Затем следовал виктимарий,[145] который должен был зарезать у погребального костра любимейших животных усопшего. За виктимарием шли рабы, неся восковые изображения предков Луция Корнелия Суллы, в том числе и изображение Руфина Суллы, прадеда диктатора; он дважды избирался консулом во время нашествия Пирра на Италию;[146] это был честный и храбрый человек, и тем не менее по решению цензора его изгнали из сената, так как, вопреки действовавшим тогда законам, он имел свыше десяти фунтов серебра в различных изделиях. Кроме изображений предков, приближенные Суллы несли трофеи его побед в Греции, в Азии, в италийских войнах — венки, ожерелья, боевые награды, заслуженные им.

За ними следовала другая группа музыкантов, а после них шел Метробий, загримированный так, чтобы возможно больше походить на своего умершего друга; на нем была одежда покойного, его знаки отличия. Актеру было поручено изображать Суллу таким, каким он был в жизни.

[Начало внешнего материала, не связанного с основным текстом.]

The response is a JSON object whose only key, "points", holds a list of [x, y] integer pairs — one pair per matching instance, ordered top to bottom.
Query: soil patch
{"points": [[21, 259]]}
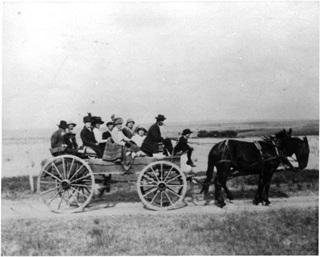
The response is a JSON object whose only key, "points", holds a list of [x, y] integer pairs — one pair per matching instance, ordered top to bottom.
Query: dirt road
{"points": [[33, 208]]}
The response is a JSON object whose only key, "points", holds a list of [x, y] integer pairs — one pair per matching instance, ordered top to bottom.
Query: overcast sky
{"points": [[190, 61]]}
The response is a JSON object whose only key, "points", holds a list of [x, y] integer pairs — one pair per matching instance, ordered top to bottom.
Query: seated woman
{"points": [[97, 122], [87, 136], [119, 138], [138, 139]]}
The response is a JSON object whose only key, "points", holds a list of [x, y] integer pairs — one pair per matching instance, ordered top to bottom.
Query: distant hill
{"points": [[172, 129]]}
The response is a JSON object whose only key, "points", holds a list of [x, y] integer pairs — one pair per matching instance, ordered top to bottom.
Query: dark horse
{"points": [[234, 158]]}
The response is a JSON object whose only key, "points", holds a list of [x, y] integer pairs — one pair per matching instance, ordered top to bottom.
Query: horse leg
{"points": [[267, 180], [219, 181], [207, 182], [258, 196]]}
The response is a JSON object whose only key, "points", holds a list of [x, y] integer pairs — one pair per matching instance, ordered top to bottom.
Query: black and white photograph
{"points": [[134, 128]]}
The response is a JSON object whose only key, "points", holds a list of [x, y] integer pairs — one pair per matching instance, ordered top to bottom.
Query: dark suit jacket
{"points": [[127, 132], [106, 135], [87, 137], [57, 139], [70, 139], [152, 140], [182, 145]]}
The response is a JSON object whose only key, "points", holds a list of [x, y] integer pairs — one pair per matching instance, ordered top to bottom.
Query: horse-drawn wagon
{"points": [[67, 183]]}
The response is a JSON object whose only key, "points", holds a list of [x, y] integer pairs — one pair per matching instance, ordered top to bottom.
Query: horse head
{"points": [[283, 134], [298, 147]]}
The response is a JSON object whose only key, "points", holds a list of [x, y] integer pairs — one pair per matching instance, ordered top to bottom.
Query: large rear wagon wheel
{"points": [[66, 184], [162, 185]]}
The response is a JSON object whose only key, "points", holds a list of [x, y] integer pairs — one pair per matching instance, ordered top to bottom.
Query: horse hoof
{"points": [[256, 202]]}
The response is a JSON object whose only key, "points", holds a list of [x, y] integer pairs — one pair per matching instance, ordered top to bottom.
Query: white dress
{"points": [[118, 136], [138, 139]]}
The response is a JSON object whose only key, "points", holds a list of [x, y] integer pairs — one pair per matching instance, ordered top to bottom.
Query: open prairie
{"points": [[23, 151], [117, 223]]}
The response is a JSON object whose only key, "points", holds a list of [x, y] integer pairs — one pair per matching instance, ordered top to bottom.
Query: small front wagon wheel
{"points": [[66, 184], [161, 186]]}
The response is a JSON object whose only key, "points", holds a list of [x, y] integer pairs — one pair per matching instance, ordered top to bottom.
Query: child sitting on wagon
{"points": [[182, 146]]}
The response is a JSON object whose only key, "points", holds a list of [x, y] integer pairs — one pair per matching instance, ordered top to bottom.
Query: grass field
{"points": [[283, 184], [284, 231], [281, 232]]}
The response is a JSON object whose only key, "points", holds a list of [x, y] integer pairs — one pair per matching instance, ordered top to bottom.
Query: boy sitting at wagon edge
{"points": [[183, 146]]}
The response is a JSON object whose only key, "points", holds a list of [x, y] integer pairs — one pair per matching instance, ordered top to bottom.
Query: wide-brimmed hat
{"points": [[161, 117], [86, 119], [97, 120], [130, 120], [118, 121], [71, 123], [63, 124], [141, 127], [186, 132]]}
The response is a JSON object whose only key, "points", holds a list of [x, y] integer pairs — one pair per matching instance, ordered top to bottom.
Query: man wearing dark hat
{"points": [[96, 123], [128, 129], [107, 134], [87, 136], [70, 137], [151, 143], [58, 144], [183, 146]]}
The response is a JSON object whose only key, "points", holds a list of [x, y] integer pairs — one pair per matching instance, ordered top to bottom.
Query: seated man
{"points": [[96, 122], [128, 129], [107, 134], [70, 136], [88, 138], [151, 143], [58, 144], [183, 146]]}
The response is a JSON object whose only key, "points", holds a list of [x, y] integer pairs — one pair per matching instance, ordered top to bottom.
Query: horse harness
{"points": [[278, 156]]}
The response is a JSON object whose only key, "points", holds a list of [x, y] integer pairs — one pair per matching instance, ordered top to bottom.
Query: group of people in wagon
{"points": [[118, 143]]}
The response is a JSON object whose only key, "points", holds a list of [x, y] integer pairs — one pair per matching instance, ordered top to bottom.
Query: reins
{"points": [[263, 160]]}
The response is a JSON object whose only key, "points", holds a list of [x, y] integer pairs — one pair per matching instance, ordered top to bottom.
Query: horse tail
{"points": [[211, 163]]}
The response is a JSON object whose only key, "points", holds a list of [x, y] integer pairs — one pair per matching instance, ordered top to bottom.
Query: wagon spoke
{"points": [[64, 167], [71, 167], [56, 169], [77, 171], [161, 171], [154, 173], [168, 174], [52, 175], [88, 175], [179, 175], [150, 178], [48, 182], [79, 185], [148, 185], [175, 185], [52, 189], [87, 190], [150, 191], [80, 192], [173, 192], [72, 193], [54, 196], [154, 197], [168, 197], [68, 203]]}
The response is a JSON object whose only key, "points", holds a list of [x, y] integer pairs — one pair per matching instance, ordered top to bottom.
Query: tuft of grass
{"points": [[276, 232]]}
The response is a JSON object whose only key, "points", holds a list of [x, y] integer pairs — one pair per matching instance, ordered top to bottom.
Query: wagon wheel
{"points": [[66, 184], [161, 186]]}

Сразу же за Метробием, на которого во все глаза смотрела толпа людей, живой изгородью стоявших вдоль дороги, самые, молодые и сильные сенаторы попеременно несли на плечах золотые носилки, украшенные драгоценными камнями, на которых покоилось тело Луция Корнелия Суллы, все покрытое богатейшими императорскими знаками отличия. За носилками шли жена, дети, племянники и другие близкие родственники и друзья покойного, все в трауре и по виду глубоко удрученные скорбью.

Вслед за родственниками тело усопшего провожали все коллегии жрецов: сначала шли жрецы коллегии авгуров, в руках у каждого из них был загнутый посох — отличительный знак авгуров; за ними следовала коллегия фламинов; впереди всех шел диал — жрец Юпитера, затем марциал — жрец Марса, квиринал — жрец Ромула, фламины Флоры и Помоны и другие, все в торжественном облачении и в головных уборах, похожих на митру: на их верхушках к обвитому шерстью жгутику была прикреплена миртовая ветвь.